Der SPD-Bundestagsabgeordnete Peter Danckert sagte dem Blatt, dass sich über die Äußerungen sicherlich diskutieren lasse. Die Entmachtung, „wie sie jetzt die Bundesbank vorgenommen hat, ist nicht die richtige Sanktion“. Der SPD-Politiker und Unternehmer Vural Öger bezeichnete dagegen die Reaktion im Deutschlandfunk als „ein positives Zeichen“. Der Vorsitzende des Deutsch-Türkischen Forums der CDU Nordrhein-Westfalens, Bülent Arslan, bezeichnete es im WDR als das viel größere Problem, dass ein hoher Anteil der Bevölkerung Umfragen zufolge Sarrazin recht gebe. „Das Problem ist, dass beide Seiten – sowohl die Migranten als auch die deutsche Mehrheitsbevölkerung – spüren, dass da irgendwas nicht gut funktioniert.“

In der Berliner SPD werden derzeit auch Anträge aus Unterverbänden geprüft, die ein Parteiordnungsverfahren gegen Sarrazin zum Ziel haben. Die schärfste Sanktion wäre ein Parteiausschluss.

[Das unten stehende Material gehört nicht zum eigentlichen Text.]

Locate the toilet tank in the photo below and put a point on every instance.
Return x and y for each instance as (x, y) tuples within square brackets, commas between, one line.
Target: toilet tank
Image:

Derweil erklärte der stellvertretende Vorsitzende der Unionsfraktion, Wolfgang Bosbach, die neue Koalition im Bund plane kein eigenes Ministerium für Integration: „Das Thema eines eigenen Ministeriums „ist vom Tisch“. Der „Kölner Stadt-Anzeiger“ meldete unter Berufung auf Zahlen des Bundesamts für Migration und Flüchtlinge, jeder dritte Migrant, der von deutschen Behörden zur Teilnahme an einem Integrationskurs verpflichtet werde, sei dieser Pflicht 2008 nicht nachgekommen.

Sarrazin-Verteidiger Henkel schrieb in seinem Brief weiter, dass er den Ex-Finanzsenator „ohne jedes ,Wenn' und ,Aber'“ unterstütze. Dieser habe „erst durch Zuspitzung das Thema auf den Punkt gebracht“ und „niemandem die Ehre abgeschnitten“.

"Konsequenz der Wahrheit“

Henkel bezeichnete die Kritik an den Äußerungen als „ein Armutszeugnis für den Zustand der Meinungsfreiheit in unserem Land“. Seiner Ansicht nach hat sich „die überwältigende Mehrheit der Bevölkerung“ hinter Sarrazin und dessen Aussagen gestellt. „Die Art der an Ihnen geübten Kritik aus dem politisch korrekten Milieu aus Politik und Medien stellt ein Armutszeugnis für den Zustand der Meinungsfreiheit in unserem Land dar“, so Henkel. Er kenne keine andere Demokratie, in der das Aussprechen gewisser Wahrheiten solche Konsequenzen habe. Eine souveräne, selbstbewusste und unabhängige Bundesbank hätte nicht so kindisch auf die Aussagen reagieren dürfen.